# Craig From Erie Outfitters



## GaryV311 (Oct 12, 2007)

I had a delivery out in Sheffield and I decided to see what all you guys were talking about. I hear "Go talk to Craig. He'll tell you everything you need to know." Well, I would have to say that I agree 100%! He set me up with all I need to start tying my own egg sacks, and even walked me through how to do it. Plus a new pole! Craig is one of the nicest guy I have ever met. When I was on my way out the door, he gave me a business card and said "Call me even if you just have a few questions." Craig, YOU RULE!!


----------



## ezmarc (Apr 6, 2004)

Ditto

Wish he was closer. He's pretty darn good with the eyes and perch too.


----------



## Free the Fighter (Sep 9, 2007)

Erie Outfitters, is the best bait/tackle shop around. Craig has an unbiased opinion of anyone who walks through his door and trys to help everyone with equipment there using or equipment they are looking into. He'll give the up and downs to every thing he sells, is not afraid to take a moment to answer questions and let put your hands on the equipment. Above all he's honest, people recognize this and is the biggest reason I bypass places like Gander Mnt, The Backpackers Shop, Wal-mart, I'll go to Craig's for my needs to fish, its not isles of junk. All of his stuff is very competitive with the bigger stores if not cheaper plus the added benefit of someone working with you on the proper rigging, or usage of an item. Guess in shorter words he's Good People.
FTF


----------



## GaryV311 (Oct 12, 2007)

Free the Fighter said:


> Guess in shorter words he's Good People.
> FTF


Couldn't agree more!


----------



## Flyfish Dog (Nov 6, 2007)

Very nice guy but wished he still had all that fly tying stuff though.


----------



## B Thomas (Jan 21, 2005)

Craig is top notch- Ive ordered things from him and hes shipped right to my house and was very fair about it. He's always very friendly and personable on the phone and in the store.


----------



## crg (Dec 7, 2006)

Flyfish Dog said:


> Very nice guy but wished he still had all that fly tying stuff though.

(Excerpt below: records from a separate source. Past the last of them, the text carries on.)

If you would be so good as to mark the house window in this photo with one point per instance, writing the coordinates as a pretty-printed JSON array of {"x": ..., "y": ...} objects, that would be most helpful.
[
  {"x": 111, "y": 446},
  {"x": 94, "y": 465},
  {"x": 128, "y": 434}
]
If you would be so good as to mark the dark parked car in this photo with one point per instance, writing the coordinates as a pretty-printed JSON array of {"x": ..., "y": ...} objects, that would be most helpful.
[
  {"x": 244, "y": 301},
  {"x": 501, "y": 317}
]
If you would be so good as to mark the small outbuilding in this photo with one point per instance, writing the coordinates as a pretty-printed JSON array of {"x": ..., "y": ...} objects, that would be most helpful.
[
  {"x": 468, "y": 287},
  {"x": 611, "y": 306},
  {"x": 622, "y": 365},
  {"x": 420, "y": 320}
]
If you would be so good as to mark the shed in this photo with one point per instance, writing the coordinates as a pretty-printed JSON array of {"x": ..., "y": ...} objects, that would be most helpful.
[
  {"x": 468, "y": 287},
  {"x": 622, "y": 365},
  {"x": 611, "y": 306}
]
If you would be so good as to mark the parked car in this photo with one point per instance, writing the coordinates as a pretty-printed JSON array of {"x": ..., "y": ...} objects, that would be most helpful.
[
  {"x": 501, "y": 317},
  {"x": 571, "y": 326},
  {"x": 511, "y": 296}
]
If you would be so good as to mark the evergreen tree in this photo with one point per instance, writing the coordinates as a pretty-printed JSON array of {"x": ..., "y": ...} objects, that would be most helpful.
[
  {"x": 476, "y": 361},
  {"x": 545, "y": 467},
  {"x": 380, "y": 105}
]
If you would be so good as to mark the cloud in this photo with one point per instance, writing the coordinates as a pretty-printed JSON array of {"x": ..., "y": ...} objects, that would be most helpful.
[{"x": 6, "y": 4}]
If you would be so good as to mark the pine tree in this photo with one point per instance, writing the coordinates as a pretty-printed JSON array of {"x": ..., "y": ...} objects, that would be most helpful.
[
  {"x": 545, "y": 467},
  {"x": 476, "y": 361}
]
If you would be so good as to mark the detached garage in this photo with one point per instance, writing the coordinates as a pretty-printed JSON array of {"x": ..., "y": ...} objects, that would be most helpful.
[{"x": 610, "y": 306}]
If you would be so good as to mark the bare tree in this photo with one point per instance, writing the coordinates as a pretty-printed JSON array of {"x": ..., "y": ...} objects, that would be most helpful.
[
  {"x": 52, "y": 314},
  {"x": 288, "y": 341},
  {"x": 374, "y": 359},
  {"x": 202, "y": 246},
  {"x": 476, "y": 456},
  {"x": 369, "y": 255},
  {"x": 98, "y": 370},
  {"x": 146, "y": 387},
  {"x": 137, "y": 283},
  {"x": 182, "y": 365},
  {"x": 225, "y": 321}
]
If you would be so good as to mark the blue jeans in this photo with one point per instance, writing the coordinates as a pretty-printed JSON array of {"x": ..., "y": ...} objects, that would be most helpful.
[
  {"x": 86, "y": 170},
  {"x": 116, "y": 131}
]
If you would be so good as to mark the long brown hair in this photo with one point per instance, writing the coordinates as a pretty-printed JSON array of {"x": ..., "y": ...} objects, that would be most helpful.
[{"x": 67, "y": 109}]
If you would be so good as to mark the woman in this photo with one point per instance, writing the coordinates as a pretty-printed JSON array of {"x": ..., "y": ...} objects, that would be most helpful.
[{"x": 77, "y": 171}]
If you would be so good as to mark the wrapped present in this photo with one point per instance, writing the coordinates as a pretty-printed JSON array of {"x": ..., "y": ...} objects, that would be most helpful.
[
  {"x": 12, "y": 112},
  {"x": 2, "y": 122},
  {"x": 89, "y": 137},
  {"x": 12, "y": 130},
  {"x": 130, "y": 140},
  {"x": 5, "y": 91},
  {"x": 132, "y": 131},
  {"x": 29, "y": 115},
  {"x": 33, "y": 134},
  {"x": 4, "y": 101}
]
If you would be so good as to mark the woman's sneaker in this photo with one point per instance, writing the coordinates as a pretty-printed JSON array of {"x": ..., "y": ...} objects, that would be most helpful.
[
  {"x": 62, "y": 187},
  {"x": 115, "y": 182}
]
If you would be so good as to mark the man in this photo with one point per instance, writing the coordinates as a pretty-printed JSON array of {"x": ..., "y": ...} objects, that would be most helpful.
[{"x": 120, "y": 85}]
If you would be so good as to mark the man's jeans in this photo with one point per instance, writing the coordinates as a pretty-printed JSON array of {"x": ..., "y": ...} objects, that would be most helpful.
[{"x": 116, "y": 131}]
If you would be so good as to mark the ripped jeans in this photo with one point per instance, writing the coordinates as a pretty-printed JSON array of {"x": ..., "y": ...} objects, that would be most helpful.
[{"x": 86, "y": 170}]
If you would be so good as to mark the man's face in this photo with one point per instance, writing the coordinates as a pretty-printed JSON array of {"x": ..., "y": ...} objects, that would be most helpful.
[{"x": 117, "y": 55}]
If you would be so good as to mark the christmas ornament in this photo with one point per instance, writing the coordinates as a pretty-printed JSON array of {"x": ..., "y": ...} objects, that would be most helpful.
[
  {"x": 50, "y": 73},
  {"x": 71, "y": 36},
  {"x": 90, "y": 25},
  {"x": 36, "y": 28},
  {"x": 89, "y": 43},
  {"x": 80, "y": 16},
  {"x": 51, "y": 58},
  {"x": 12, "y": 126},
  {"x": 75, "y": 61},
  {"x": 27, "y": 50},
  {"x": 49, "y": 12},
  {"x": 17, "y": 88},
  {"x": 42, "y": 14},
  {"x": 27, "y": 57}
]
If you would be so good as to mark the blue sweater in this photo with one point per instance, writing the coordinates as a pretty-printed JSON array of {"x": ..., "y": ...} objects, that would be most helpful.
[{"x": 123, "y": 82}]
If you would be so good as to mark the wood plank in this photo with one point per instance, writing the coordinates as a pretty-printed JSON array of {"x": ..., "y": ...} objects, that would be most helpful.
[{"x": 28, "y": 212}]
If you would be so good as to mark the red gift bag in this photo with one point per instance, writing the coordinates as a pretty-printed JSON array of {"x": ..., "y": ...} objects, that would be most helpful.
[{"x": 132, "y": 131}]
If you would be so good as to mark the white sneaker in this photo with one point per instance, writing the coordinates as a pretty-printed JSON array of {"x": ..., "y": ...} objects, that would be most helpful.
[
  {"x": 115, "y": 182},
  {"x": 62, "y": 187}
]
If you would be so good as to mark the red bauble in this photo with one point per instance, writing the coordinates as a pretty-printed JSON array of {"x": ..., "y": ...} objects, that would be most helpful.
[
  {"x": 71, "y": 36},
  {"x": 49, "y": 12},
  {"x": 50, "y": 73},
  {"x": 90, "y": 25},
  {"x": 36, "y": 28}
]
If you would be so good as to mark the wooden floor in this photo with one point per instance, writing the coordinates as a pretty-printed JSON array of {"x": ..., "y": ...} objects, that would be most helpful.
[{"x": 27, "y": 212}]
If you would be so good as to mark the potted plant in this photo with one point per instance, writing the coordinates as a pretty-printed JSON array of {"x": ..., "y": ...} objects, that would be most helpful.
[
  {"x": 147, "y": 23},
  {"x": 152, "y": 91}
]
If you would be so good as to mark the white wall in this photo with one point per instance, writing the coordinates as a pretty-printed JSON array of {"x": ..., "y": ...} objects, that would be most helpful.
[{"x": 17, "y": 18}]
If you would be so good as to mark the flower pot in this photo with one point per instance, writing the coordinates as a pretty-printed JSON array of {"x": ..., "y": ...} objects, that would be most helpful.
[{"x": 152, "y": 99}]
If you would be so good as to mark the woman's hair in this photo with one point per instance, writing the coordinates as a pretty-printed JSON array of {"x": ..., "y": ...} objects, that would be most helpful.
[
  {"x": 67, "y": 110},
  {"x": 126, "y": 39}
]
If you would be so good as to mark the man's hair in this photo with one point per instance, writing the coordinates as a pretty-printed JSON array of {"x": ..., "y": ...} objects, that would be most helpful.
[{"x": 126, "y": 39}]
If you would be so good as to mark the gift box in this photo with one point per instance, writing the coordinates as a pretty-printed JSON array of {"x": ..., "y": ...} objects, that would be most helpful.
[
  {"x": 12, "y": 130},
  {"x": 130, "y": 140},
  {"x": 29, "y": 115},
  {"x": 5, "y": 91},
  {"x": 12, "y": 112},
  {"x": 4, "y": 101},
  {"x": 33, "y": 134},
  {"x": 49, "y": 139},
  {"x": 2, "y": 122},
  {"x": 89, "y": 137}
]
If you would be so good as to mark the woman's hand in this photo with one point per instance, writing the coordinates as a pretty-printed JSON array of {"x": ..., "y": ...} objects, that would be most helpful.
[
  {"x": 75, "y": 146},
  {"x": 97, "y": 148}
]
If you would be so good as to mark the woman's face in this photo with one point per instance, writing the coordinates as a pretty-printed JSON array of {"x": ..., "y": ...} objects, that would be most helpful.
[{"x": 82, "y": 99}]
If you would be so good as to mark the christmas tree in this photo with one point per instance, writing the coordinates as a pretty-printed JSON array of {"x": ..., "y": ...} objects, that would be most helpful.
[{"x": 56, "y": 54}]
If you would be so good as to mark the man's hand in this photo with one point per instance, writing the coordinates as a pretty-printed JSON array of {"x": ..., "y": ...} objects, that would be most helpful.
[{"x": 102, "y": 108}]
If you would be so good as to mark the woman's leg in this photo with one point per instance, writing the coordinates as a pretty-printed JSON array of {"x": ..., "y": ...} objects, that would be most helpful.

check out tmf sports shop in ravenna. you will find anything you would ever need for fly tying


----------



## bassin420 (Apr 30, 2004)

crg said:


> check out tmf sports shop in ravenna. you will find anything you would ever need for fly tying


I second that motion! Be warned tho, everytime I go to TMF me and the wife have a money talk afterwards!


----------



## K gonefishin (May 4, 2004)

Craig is an awesome guy period, he is a great guy to deal with. I buy alot of blades for him for harnesses and whatever else I need/want at the time. He is always willing to help anglers with everything period.


----------



## Hardwork (Aug 10, 2004)

Great guy ,Myself and a couple other Charters Captains from the Cleveland area make a few trips a year to see him nothing but helpful every trip


----------



## steelheader007 (Apr 8, 2004)

I miss the guys ,and Frank and his dog. They are great ppl, and I wish book and hook was still around, and as far as that goes did Kames ever put there fly shop back in order?


----------



## Tom/Caleb (Sep 17, 2006)

I have to agree with everyone. I recently moved to Placerville California. Craig shipped me a couple dz. spawn sac. I was having trouble finding them here. I received them within a couple of days and have done fantastic with them out here. good looking out Craig!!!


----------



## keepinitreel (Apr 11, 2004)

Bar none... best around

Request gift certificates from my wife for his shop every year. Gives me a good excuse to go up there.

Worth the drive especially if you are a rookie...one stop shop.


----------